Segundo Alexandre Le Voci Sayad, consultor dessa agência da ONU e especialista em educação midiática, o tema ganhou corpo em 2018, durante a Semana Global de Alfabetização Midiática e Informacional, na Lituânia e Letônia, mas não teve adesão imediata. Foi apenas em 2023 que a Unesco, diante do avanço de governos autoritários e da urgência de fortalecer a educação em nível municipal, resgatou a proposta e a colocou novamente no centro do debate.
Quem também se debruça sobre o tema é o professor Felipe Chibás Ortiz, professor do Programa de Integração Latino-americana (Prolam) da Universidade de São Paulo (USP), coordenador executivo do Centro Internacional de Inovação e Desenvolvimento de Cidades MIL (CIIDCMIL-USP), e colíder do Grupo de Inovação de Unesco Mil Alliance. Para ele, o conceito é uma evolução natural das ideias de alfabetização midiática informacional e das noções de cidades inteligentes, educativas e resilientes. “Essa nova realidade que estamos vivenciando mexe com tudo, inclusive com os modelos e paradigmas urbanos anteriores”, explica. A proposta das Cidades MIL, segundo ele, é tecnológica, mas também é social, ética, criastiva e cultural. “Estamos falando de cidades que educam, comunicam, acolhem e aprendem junto com seus habitantes.”

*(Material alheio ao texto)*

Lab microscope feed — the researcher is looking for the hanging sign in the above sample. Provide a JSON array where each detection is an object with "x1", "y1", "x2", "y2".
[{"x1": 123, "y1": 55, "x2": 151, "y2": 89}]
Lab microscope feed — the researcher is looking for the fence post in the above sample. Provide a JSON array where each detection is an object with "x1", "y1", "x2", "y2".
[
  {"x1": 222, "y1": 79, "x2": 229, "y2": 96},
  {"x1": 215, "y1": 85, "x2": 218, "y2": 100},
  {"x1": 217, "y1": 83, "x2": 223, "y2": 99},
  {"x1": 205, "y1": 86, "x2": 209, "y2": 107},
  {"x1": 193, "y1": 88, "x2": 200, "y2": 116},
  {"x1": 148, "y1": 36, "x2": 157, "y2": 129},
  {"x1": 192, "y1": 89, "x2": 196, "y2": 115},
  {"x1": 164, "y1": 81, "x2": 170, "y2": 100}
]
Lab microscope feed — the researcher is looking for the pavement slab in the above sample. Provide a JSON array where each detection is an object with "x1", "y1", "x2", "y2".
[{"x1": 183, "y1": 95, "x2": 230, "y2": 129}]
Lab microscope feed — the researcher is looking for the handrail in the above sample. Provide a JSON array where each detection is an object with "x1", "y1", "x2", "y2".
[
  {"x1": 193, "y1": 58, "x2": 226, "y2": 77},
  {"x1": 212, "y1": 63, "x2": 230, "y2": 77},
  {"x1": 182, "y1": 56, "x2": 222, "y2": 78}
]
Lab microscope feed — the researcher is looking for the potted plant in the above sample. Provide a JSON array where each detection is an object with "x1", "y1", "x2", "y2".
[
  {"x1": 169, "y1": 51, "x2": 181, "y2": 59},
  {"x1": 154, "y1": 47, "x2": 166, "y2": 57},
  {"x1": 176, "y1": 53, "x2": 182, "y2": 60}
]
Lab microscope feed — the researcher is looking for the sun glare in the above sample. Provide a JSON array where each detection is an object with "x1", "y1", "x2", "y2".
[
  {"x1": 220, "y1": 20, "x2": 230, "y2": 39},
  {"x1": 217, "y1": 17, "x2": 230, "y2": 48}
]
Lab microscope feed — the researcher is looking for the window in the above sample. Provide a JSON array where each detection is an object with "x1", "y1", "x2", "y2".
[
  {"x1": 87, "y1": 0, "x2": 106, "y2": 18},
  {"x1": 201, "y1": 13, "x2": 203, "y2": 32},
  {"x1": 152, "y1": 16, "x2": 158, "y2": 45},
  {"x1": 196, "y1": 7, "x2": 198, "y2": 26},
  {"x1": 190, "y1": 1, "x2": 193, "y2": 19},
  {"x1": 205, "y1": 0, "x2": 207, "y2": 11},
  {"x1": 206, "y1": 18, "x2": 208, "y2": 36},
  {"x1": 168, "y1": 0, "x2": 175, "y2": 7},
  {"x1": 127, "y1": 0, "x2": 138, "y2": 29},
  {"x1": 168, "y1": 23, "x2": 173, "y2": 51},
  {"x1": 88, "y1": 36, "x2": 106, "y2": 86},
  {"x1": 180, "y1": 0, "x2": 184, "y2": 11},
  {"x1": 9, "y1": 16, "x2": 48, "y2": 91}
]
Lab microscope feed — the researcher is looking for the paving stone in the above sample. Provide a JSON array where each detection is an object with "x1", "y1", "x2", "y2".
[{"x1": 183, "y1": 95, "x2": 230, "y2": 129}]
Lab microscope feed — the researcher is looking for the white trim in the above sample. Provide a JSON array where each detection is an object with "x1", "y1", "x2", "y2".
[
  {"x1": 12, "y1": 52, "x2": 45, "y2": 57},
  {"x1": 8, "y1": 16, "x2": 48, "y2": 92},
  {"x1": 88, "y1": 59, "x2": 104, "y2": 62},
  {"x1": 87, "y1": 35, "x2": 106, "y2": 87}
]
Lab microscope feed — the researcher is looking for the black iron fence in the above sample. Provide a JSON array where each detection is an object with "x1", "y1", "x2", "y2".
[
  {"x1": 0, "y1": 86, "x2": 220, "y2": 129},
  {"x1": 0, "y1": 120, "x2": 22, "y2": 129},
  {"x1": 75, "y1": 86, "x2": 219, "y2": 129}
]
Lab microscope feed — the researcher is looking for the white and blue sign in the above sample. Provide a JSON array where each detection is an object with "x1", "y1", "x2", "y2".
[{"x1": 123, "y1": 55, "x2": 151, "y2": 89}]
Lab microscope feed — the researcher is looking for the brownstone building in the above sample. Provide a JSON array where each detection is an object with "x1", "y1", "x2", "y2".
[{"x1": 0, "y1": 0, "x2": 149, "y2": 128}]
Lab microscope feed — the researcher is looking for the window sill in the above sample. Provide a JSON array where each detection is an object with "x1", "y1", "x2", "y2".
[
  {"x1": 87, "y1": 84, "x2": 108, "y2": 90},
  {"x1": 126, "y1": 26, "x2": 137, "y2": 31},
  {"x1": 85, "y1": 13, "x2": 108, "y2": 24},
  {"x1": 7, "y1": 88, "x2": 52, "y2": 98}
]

Um ponto fundamental defendido pelos dois pesquisadores é o reconhecimento de que as cidades contemporâneas existem simultaneamente em dimensões físicas e digitais. “A realidade é híbrida”, afirma Ortiz, que é um dos organizadores do livro Cidades MIL: Desafios e soluções para o desenvolvimento sustentável na era da Inovação e da Inteligência Artificial. “Hoje, se você sai de casa e esquece o celular, volta para buscá-lo. Não dá mais para viver fora dessa conexão permanente.” Sayad complementa: “O território digital precisa ser ocupado com a mesma intencionalidade educativa que o espaço físico.” Essa visão se baseia em sua trajetória como cofundador da Cidade Escola Aprendiz, na Vila Madalena, um projeto que inspirou a própria Unesco e virou caso de estudo em Harvard, no qual a educação ultrapassa os muros escolares e transforma os bairros em ambientes de aprendizagem.

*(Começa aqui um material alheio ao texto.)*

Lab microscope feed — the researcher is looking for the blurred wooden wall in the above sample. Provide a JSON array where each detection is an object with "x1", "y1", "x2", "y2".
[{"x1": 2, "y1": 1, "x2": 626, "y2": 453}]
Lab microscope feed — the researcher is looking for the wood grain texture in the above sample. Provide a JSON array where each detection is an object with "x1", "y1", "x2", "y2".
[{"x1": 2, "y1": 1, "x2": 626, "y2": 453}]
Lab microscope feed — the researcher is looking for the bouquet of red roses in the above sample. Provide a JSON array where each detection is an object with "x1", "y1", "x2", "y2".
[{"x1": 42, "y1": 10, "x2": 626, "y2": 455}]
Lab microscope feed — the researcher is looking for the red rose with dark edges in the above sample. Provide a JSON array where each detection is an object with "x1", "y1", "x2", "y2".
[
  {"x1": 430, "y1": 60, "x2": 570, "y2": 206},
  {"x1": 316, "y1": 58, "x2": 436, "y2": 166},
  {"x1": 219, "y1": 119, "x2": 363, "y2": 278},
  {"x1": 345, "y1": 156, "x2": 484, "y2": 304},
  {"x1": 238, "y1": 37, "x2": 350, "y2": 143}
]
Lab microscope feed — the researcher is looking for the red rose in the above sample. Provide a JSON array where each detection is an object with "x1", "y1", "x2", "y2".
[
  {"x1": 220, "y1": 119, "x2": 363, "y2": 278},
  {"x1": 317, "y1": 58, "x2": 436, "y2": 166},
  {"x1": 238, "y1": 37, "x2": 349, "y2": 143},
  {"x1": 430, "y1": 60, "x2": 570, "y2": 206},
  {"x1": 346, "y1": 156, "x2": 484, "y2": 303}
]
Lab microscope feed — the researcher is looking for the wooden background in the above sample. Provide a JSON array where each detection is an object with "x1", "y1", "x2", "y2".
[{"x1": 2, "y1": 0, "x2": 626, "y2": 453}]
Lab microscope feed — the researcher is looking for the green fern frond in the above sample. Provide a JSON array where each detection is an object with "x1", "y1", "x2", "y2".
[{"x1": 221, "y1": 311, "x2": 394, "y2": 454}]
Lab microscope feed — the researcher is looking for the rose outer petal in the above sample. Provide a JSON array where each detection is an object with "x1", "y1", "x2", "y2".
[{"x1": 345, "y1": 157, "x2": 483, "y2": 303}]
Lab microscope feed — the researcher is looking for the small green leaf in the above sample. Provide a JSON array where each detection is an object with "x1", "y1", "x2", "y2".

Em termos práticos, as Cidades MIL propõem uma alfabetização midiática e informacional distribuída, capaz de envolver escolas, universidades, meios de comunicação, espaços públicos, empresas e cidadãos em um mesmo compromisso: formar uma sociedade crítica, criativa e colaborativa. A tecnologia, nesse contexto, não é um fim, mas uma ferramenta para a construção de comunidades conscientes, capazes de lidar com os desafios da desinformação, do discurso de ódio e da exclusão social.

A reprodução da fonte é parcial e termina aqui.